FIG. 1 is a diagram that illustrates a conventional TRAU frame, such as the type used in the GSM. Referring to FIG. 1, assume, for simplicities sake, that each symbol is digital and has a value of "0" or "1", and bit synchronization is perfect. Consequently, it is relatively easy to describe a method for finding the relative position of the subsymbols (e.g., the "D" and "C" bits in the TRAU frame). In FIG. 1, the information-carrying bits (C, D and T) are bounded by a pattern of known bits ("0" and "1"), which are commonly referred to as synchronization bits. The complete set of bits (0, 1, C, D and T) comprise the frame. By searching the received information stream of bits for this known pattern, the position of the frame in time can be determined and, thus, the relative position of each information carrying bit (C, D or T).
As long as the frame pattern remains intact, it is easy to determine the relative position of each subsymbol in the frame. However, due to disturbances that can occur on the transmission path, a bit or pair of bits in the frame can be duplicated or deleted. This phenomenon is referred to as a "bit slip." A method used for searching the received information stream, estimating the relative position of information-carrying symbols, and compensating for bit slip, is referred to as a synchronization algorithm.
In order to better describe the problem, it is useful to assume that the bits shown in FIG. 1 are received serially, with the upper leftmost bit being received first, and the subsequent bits being received in order from left to right and downwards. In this example, it is also useful to assume that bit slips will occur for pairs of bits (i.e., a subsymbol comprises two bits), and only one bit slip will occur per frame.

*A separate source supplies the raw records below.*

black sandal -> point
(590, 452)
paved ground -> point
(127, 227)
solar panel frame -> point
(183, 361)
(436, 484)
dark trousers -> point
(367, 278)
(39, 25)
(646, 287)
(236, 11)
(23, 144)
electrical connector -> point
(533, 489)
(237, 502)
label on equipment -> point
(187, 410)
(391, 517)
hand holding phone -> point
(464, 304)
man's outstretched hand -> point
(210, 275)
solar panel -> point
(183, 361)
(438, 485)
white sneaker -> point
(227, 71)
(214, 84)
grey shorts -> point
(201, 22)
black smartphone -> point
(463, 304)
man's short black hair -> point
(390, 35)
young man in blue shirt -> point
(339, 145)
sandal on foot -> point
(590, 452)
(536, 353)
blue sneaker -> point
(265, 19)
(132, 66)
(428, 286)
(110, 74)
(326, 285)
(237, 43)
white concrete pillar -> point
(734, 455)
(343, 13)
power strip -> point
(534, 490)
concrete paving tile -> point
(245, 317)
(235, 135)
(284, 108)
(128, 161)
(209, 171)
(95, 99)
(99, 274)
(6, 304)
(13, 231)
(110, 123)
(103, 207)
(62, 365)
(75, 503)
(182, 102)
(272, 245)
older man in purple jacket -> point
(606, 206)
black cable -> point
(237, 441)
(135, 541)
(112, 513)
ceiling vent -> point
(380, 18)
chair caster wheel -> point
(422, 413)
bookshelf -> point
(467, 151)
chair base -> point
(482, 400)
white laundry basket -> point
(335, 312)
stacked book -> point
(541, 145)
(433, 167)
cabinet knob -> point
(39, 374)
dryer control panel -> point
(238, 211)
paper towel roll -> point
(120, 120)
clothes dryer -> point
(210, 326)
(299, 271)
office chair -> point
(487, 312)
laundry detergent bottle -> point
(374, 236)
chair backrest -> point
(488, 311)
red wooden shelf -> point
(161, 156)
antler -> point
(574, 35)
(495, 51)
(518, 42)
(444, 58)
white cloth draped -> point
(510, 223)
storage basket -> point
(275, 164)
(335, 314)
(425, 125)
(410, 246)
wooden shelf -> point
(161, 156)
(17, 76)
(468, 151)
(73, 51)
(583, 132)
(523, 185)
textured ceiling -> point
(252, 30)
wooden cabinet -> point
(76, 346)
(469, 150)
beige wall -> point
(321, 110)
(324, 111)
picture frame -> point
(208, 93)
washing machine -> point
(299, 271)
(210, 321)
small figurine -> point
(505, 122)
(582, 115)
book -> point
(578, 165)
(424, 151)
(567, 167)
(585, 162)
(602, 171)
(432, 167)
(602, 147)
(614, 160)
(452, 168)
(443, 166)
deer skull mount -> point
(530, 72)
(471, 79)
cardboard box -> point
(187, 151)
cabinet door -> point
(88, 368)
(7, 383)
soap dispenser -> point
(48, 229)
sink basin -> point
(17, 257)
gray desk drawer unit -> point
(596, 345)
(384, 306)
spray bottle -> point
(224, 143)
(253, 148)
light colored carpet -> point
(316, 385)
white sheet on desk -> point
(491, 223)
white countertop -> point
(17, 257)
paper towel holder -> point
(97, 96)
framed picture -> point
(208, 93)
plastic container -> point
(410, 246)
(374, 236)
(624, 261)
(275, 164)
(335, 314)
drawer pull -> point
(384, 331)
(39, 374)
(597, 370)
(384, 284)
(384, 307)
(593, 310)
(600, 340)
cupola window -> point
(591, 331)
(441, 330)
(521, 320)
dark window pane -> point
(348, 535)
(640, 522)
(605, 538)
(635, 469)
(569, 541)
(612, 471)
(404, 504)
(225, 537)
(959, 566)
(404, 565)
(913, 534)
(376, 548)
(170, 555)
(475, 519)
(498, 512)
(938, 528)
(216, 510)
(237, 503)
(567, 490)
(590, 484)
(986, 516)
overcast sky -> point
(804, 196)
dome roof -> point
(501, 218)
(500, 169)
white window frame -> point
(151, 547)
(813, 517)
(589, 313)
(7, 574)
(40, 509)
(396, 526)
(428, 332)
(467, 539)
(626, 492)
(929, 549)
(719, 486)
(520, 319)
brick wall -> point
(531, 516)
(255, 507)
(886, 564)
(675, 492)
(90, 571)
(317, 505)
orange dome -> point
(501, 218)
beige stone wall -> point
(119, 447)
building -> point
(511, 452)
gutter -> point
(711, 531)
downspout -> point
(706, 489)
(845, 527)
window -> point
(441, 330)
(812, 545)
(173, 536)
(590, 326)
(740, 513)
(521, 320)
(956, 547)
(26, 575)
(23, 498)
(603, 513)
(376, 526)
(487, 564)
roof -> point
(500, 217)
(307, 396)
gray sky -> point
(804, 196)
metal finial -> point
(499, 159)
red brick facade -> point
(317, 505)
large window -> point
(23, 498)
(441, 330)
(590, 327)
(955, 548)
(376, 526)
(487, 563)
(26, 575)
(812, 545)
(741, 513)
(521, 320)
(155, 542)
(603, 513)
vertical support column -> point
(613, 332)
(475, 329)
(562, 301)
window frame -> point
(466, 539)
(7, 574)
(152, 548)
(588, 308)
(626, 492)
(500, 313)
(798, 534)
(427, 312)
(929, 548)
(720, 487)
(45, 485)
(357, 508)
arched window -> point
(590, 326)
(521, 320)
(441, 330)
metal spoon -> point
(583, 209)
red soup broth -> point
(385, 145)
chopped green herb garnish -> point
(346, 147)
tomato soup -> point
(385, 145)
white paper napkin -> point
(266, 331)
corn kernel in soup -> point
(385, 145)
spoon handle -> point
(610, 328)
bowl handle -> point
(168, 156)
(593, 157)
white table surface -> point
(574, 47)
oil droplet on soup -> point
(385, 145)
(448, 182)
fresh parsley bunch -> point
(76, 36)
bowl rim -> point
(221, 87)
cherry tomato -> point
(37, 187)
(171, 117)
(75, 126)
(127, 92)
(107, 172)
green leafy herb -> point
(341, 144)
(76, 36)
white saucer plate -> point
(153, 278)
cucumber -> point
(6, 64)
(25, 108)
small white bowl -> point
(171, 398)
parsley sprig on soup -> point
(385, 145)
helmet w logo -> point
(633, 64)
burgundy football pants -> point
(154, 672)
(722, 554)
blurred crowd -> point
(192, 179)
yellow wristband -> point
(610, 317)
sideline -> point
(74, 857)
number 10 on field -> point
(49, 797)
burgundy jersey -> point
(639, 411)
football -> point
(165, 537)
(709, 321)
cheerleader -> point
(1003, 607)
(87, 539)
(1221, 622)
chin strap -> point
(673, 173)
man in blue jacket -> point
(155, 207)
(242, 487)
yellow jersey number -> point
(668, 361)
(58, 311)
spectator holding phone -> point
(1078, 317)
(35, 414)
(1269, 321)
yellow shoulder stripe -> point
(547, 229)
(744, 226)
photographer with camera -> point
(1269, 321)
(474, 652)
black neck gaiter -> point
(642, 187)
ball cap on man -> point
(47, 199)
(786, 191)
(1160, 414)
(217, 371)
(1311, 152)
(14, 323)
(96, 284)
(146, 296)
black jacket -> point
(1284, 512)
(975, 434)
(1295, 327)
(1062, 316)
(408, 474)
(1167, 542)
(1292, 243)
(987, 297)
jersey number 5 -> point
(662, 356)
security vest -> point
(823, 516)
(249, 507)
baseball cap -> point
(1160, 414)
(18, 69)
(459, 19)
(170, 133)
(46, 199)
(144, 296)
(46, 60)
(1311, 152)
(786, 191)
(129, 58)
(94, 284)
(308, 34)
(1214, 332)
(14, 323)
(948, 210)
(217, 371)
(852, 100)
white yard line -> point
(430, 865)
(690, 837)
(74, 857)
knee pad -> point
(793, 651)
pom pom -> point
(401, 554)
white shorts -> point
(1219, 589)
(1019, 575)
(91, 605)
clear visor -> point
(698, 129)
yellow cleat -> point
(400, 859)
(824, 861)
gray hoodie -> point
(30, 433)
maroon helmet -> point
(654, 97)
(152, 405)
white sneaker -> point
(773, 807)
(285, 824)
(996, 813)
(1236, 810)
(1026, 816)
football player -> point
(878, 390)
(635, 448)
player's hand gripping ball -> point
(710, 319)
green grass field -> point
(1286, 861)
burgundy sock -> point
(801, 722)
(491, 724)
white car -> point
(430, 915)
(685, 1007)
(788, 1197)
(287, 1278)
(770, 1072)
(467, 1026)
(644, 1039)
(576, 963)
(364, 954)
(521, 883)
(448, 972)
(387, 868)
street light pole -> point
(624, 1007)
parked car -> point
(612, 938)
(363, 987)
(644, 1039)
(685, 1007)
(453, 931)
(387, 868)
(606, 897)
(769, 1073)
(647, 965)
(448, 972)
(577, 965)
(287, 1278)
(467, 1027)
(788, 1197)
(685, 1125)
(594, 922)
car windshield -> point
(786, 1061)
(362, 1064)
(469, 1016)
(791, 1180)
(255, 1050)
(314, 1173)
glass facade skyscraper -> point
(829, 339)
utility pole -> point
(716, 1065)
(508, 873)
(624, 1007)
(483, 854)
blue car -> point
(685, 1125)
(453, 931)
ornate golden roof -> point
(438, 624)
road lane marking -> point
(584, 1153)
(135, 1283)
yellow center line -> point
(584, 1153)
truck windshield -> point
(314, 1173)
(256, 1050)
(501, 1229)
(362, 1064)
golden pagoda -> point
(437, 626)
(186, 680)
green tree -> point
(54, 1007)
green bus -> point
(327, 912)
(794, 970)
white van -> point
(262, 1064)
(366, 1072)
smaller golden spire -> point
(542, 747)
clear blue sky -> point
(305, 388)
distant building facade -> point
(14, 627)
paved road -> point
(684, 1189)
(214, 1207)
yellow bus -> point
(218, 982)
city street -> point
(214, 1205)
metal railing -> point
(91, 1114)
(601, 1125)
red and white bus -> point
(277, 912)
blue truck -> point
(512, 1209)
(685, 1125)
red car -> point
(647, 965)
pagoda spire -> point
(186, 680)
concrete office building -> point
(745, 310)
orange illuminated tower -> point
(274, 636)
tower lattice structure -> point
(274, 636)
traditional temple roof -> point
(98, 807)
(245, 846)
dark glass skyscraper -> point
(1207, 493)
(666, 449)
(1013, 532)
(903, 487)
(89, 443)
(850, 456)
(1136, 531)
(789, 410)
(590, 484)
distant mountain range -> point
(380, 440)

In a typical synchronization algorithm for a TRAU, the frame position is given by the first 17 bits in the frame. With respect to FIG. 1, these bits (0000 0000 0000 0000 1) are referred to as the "sync header." In order to make an adjustment for a bit slip (as defined directly above), the sync header can move its relative position by being advanced or delayed in time by two bits. Once the frame position has been determined by the 17 bit sync header, the remaining sync bits (referred to as "single sync bits") are each checked to see if they are equal to "1" (i.e., correct). If errors begin to occur in the single sync bits, the next functional section of the receiving device is informed of this error condition, and appropriate error concealment actions can be performed. In the event that the information being carried by the bits in the frame correspond to speech parameters that are to be input to a speech decoder, such an error concealment action would be to discard the current erroneous frame and re-use the prior received frame, possibly together with some amount of muting.
FIG. 2 is a flow diagram of a conventional synchronization algorithm (10), such as the algorithm used for the GSM. A basic problem with the existing synchronization algorithm is that when a bit slip occurs (e.g., step 24), the frame being received is corrupted and remains so until the next frame is received (step 26 and return to step 14). This bit slip can be detected by checking the single sync bits, and a decision can be made to either use the received, corrupted frame or apply some error concealment actions (26). Nevertheless, the problem still remains that certain information bits have been lost. In other words, the frame is corrupted from the point in time where the bit slip occurs (at step 24) until the next sync header is received (step 14). It is only until the next sync header is received that the estimated frame position can then be adjusted and the future effects of the bit slip neutralized.